Friday, June 29, 2012

Top 5 NES Story Premises: #4: Spiritual Warfare

Most NES games stay away from heavy subject matter. Religion, starvation, apartheid––this is the kind of stuff that's swept under the rug while games focus on high fantasy, cute animals or head jumpin'.

Spiritual Warfare is different. Developed by Wisdom Tree, the studio known for creating unlicensed, religious Nintendo games (because when you're talking about Jesus, there's no need to follow the rules!), Spiritual Warfare paints a terrifying picture of a world without God.

Not an actual screen shot.
All the residents of your hometown have been corrupted and turned into horrific, God-defying demons. As the last true believer, you're tasked with smiting your former neighbors with holy fruit, collecting their souls, and answering Bible trivia questions posed by a sketchy-looking, bowtied angel.

Seriously, is this guy related to Zebediah from Totally Rad?
Along the way, you'll wear the Breastplate of Righteousness, battle people who like to drink at local bars, and slay proponents of other real-world religions.

Spiritual Warfare, you don't shy away from the horror of holy wars. We salute you.

Wednesday, June 20, 2012

Top 5 NES Story Premises: #5: Totally Rad

The intro of Totally Rad sees two teenagers, Allison and Jake, seeking out the mentorship of a prestidigitator named Zebediah in order to learn his "totally rad magic." Their judgment is questionable. If his name alone didn't scream "hillbilly perv" at them, his thousand-yard stare, neckbeard and unflinching smile should have been clear warning signals. The teens speak in a strong valley girl dialect, however, so they may have been easy targets.

"I think he's totally decent!" Bad call, Jake.
Zebediah proceeds to ogle the teens, batting his eyelashes while putting them through a rigorous training regimen––"It's all in the legs!" he tells them.

Why does Zebediah's hat have a "P" on it?
After a bit of back and forth between the teens over Jake's wimpiness, he gets attacked by surprise. See the events unfold for yourself below.

Friday, June 15, 2012

Murder She Wrote Recaps: Pilot Episode

"A clue!"
Recently widowed mystery novelist Jessica Fletcher finds herself embroiled in a real-life murder.

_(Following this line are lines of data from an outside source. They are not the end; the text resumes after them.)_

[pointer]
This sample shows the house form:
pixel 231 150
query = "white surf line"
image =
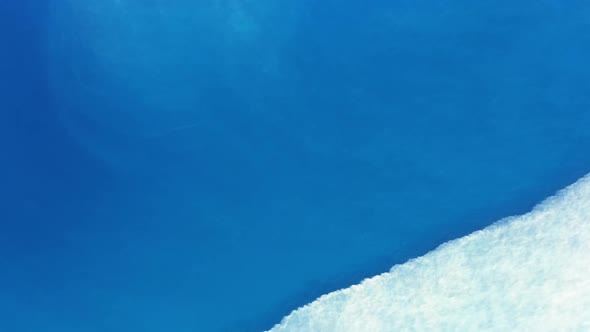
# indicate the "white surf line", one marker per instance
pixel 525 273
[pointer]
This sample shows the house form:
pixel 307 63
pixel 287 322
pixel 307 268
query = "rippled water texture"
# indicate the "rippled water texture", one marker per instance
pixel 211 166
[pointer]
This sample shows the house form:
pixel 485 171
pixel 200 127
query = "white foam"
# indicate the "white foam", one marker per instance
pixel 527 273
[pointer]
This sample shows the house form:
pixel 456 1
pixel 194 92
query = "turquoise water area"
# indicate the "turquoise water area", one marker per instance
pixel 213 166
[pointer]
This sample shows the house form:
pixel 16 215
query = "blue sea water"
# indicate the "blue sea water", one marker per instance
pixel 211 167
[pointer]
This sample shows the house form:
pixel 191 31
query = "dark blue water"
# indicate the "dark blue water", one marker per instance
pixel 163 178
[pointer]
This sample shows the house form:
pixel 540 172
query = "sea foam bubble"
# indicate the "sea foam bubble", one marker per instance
pixel 525 273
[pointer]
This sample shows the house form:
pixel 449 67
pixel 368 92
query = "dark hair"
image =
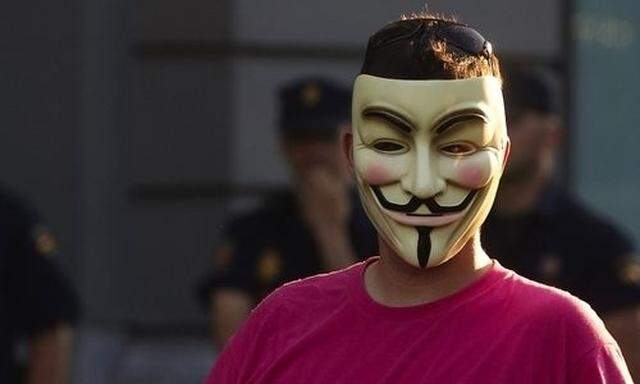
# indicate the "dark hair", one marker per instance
pixel 427 46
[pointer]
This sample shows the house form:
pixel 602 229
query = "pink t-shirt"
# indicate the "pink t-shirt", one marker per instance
pixel 502 328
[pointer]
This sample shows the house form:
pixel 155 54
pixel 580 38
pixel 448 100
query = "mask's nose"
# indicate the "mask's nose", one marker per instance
pixel 423 179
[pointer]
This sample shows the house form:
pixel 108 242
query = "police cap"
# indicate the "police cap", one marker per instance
pixel 313 108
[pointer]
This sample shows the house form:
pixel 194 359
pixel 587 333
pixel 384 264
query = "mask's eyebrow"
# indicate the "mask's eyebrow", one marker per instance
pixel 456 117
pixel 393 118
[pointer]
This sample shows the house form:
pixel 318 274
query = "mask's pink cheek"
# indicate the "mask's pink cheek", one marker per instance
pixel 377 174
pixel 473 175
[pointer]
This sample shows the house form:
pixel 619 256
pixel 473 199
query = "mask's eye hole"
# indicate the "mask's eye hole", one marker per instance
pixel 458 149
pixel 389 146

Naturally, the killer is her new boyfriend, a businessman who fancies himself a modern-day Count of Monte Cristo.

More importantly, the show wants you to know that Jessica is an active senior. She's jogging, biking, or waving vigorously for at least 70 percent of the episode.

Wednesday, June 6, 2012

Precious Wrestling Memories: Sean Mooney's Performance Review

In recognition of Sean Mooney's recent promotion to weekend anchor at KVOA, Tuscon's NBC affiliate, let's look back at one of his early career lowlights: the time Bobby "The Brain" Heenan gave him negative feedback on his job as the host of the WWF Event Center.

Thankfully for the young anchor, Hacksaw Jim Duggan and Hillbilly Jim were there to support him. Vince McMahon abstained from commenting on the matter.

Friday, June 1, 2012

Top 5 Most Confusing NES Bosses: Honorable Mention: Brain Golem

Brain Golem is the first boss in Life Force.

The first stage of the early NES shooter Life Force finds players piloting the famed Vic Venom starfighter from the Gradius series through a biological terrorzone called Bionic Germ.

At the end of the level, a normal, healthy-looking brain lies in wait for you. Makes sense; brains are the bosses of the human body, after all. After taking a few shots, the brain opens a single bloodshot eye. (Thank goodness it doesn't grow a second––taking advantage of its lack of depth perception is the key to beating this monster.)

Then things get weird. After taking a few more shots, it grows a weird blue arm that spins around helplessly because it's too short to reach you. The pathetic, futile effort almost makes you feel bad for Brain Golem. Almost.